Identity Theft Resource Center of San Diego found that 449 U.S. businesses, government agencies and universities have reported a loss or theft of consumer data this year. Last year, the center tallied 446 breaches involving 127 million consumer records. About 90 million of those records were attributed to a single retail chain, TJX, which operates T.J. Maxx stores.
Officials said they do not know whether there have been more breaches this year or if there is better reporting of the incidents.
So far this year, at least 22 million consumer records have been the target of data breaches, according to the report. But resource center founder Linda Foley cautioned that the true number of records affected is likely far higher, noting that in 41 percent of the cases the number of consumer records affected was not disclosed. What's more, Foley said, many businesses are not reporting data breaches or are not aware of them.
In addition, she said, a single breach report often involves data belonging to multiple businesses.

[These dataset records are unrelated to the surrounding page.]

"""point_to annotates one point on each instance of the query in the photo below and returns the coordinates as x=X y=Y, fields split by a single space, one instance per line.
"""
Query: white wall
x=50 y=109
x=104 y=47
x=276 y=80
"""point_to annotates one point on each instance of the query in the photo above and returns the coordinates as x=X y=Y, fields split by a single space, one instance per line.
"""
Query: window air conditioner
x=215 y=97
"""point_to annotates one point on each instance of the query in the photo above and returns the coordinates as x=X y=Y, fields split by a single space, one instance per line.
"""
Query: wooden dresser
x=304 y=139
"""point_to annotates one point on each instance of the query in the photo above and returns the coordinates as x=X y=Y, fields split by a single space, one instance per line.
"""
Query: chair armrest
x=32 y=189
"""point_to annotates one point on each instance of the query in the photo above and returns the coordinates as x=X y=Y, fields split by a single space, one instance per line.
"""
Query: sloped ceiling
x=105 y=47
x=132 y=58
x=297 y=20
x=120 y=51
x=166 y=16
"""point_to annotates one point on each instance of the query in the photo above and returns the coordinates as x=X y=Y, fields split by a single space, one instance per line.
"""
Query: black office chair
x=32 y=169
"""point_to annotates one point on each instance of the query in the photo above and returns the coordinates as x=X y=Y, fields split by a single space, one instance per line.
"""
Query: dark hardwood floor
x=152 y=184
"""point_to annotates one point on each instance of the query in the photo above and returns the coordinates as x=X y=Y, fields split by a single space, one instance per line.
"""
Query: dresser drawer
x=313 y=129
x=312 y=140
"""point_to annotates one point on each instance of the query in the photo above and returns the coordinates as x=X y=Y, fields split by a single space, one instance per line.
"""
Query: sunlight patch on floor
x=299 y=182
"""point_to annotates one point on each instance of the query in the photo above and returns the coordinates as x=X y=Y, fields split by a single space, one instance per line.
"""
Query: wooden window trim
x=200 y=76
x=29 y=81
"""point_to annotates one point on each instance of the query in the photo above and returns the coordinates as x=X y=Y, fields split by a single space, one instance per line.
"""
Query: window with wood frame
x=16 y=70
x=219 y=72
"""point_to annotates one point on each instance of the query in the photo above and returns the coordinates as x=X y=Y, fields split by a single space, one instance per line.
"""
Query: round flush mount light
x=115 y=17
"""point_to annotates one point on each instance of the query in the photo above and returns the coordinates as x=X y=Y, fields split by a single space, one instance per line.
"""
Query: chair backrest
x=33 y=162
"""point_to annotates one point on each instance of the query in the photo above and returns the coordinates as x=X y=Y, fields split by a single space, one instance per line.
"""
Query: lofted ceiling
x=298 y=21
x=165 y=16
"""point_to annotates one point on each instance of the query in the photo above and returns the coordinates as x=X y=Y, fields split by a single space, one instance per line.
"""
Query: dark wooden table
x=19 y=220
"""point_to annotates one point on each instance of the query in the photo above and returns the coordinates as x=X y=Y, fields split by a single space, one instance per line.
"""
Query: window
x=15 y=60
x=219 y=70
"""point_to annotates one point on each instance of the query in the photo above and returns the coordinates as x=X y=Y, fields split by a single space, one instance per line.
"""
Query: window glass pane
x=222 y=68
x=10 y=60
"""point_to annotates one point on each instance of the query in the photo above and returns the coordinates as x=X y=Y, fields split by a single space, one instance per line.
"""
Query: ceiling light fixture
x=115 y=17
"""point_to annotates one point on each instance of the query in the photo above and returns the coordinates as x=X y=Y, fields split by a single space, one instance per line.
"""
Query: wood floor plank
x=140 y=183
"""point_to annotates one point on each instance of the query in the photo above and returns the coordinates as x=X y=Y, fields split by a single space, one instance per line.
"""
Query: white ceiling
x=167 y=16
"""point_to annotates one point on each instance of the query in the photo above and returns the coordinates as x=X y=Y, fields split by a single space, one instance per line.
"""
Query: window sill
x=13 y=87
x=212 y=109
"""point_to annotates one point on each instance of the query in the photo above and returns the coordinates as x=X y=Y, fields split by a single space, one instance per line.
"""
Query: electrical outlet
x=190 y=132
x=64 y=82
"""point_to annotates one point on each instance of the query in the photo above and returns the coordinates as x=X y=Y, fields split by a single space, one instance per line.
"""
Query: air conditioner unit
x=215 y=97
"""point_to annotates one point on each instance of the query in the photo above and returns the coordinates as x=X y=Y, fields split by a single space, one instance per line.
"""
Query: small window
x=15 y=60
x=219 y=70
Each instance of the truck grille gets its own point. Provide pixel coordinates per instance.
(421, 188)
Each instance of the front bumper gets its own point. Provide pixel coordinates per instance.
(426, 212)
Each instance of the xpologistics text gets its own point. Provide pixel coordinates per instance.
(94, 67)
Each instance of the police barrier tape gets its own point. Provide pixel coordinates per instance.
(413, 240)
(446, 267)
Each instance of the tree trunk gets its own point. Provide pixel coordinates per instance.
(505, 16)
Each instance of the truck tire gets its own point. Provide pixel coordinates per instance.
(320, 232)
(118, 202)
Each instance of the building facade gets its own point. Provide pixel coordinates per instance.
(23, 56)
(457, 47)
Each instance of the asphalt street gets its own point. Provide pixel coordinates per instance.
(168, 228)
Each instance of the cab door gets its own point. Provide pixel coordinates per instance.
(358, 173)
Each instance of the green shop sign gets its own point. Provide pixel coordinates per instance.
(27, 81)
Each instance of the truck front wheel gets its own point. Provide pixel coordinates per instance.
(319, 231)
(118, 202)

In April, software vendor SunGard Higher Education disclosed that a lost laptop exposed the names, Social Security numbers, birth dates and driver identification numbers of students from at least 18 colleges in Connecticut and New York. The company has not yet disclosed the full scope of the breach, but has since notified a number of schools from other states, including Maryland and Virginia, that their students also have been affected.
"We're still hearing about colleges that have been affected," Foley said.
About 44 states and the District have laws requiring entities that suffer a data loss or breach to alert affected consumers. But only three states -- Maryland, New Hampshire and Wisconsin -- routinely publish those reports online, Foley said.
According to the identity theft center, malicious attacks were the leading cause of data breaches this year. Nearly 13 percent were attributed to hacking, while customer data theft by company employees accounted for 15.6 percent. Lost laptops and other digital media containing consumer data comprised 21 percent of the breaches. Fourteen percent involved the accidental publishing or dissemination of sensitive consumer data, while breaches attributed to subcontractors made up 11 percent.
Kevin Mandia, founder of Mandiant, an Alexandria firm that helps companies investigate and respond to data breaches, said the spike in disclosures this year may be related to the recent arrest of several cyber criminals thought to be responsible for some of the most high-profile theft of data to date.
"The number of cases referred from law enforcement in years past was much smaller," Mandia said.
Earlier this month, federal prosecutors announced indictments against 11 people alleged to have taken part in stealing more than 40 million credit- and debit-card account numbers from nine nationwide retailers, including TJX, BJ's Wholesale Club, OfficeMax, Barnes & Noble, Sports Authority, Boston Market and Dave & Busters restaurant chain.